But what about in their 60s, 50s, or even 40s? Think of classical or jazz composers, painters, novelists, playwrights, poets — those who work in these art forms don’t typically peak in their 20s or 30s only to fade out over the remaining decades. Yet that is the nearly invariable pattern in rock music.
In this respect, at least, rock ‘n’ roll has proven to be exactly what its critics said it was back in the early days of the rock era — music for young people — though in a sense somewhat different than they intended it. Back then, when people (usually parents of rock-obsessed teenagers) said that the new music was for kids, they meant that it was childish, that its highly amplified racket, throbbing rhythms, and disregard for established norms appealed only to young people, who would soon outgrow its excesses. That has obviously been disproven by time, as the teenagers of the 1960s have aged while remaining adoring fans of the Beatles, the Stones, and their many successors, and as the same process has repeated itself across subsequent generations of artists and fans.

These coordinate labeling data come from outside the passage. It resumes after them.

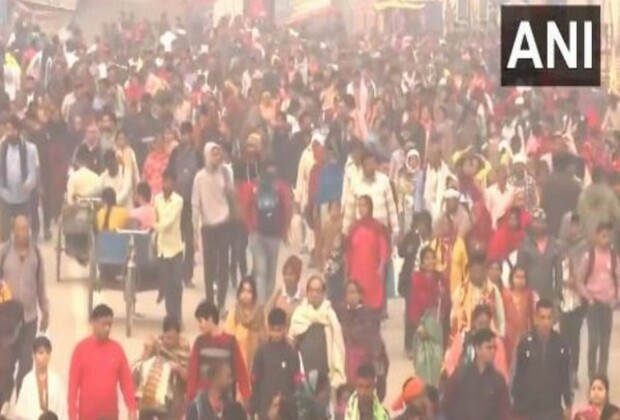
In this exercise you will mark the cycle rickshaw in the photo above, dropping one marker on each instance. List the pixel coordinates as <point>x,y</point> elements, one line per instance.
<point>123,261</point>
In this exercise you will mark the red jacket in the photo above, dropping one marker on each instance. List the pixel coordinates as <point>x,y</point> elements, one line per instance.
<point>98,369</point>
<point>208,349</point>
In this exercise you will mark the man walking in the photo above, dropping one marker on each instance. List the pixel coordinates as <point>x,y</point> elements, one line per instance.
<point>213,208</point>
<point>168,213</point>
<point>185,161</point>
<point>478,391</point>
<point>98,367</point>
<point>598,285</point>
<point>18,175</point>
<point>270,217</point>
<point>542,371</point>
<point>21,267</point>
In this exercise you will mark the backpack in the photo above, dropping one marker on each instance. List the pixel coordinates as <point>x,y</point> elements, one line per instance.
<point>269,218</point>
<point>5,292</point>
<point>614,264</point>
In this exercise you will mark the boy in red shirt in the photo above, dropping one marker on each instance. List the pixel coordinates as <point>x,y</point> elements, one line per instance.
<point>98,368</point>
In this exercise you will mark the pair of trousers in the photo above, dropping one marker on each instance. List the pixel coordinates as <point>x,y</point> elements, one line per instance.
<point>570,330</point>
<point>187,234</point>
<point>216,242</point>
<point>10,211</point>
<point>408,331</point>
<point>599,318</point>
<point>23,355</point>
<point>265,252</point>
<point>45,203</point>
<point>239,249</point>
<point>171,281</point>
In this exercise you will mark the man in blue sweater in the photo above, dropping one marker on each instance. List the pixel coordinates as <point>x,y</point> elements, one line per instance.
<point>19,164</point>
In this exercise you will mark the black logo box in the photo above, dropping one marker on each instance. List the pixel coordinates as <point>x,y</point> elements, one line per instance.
<point>526,74</point>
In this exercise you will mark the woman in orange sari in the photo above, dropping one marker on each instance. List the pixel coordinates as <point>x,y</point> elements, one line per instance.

Yet the epithet about rock being young-people music has been vindicated in another sense. Once the rock stars themselves age beyond their late teens, 20s, and 30s, their talents nearly always wane and recede in a way that appears to be unique to rock, indicating that its sources are deeply intertwined with the character of the art form itself. How could that be? What is it about rock music that links it so indelibly to youth?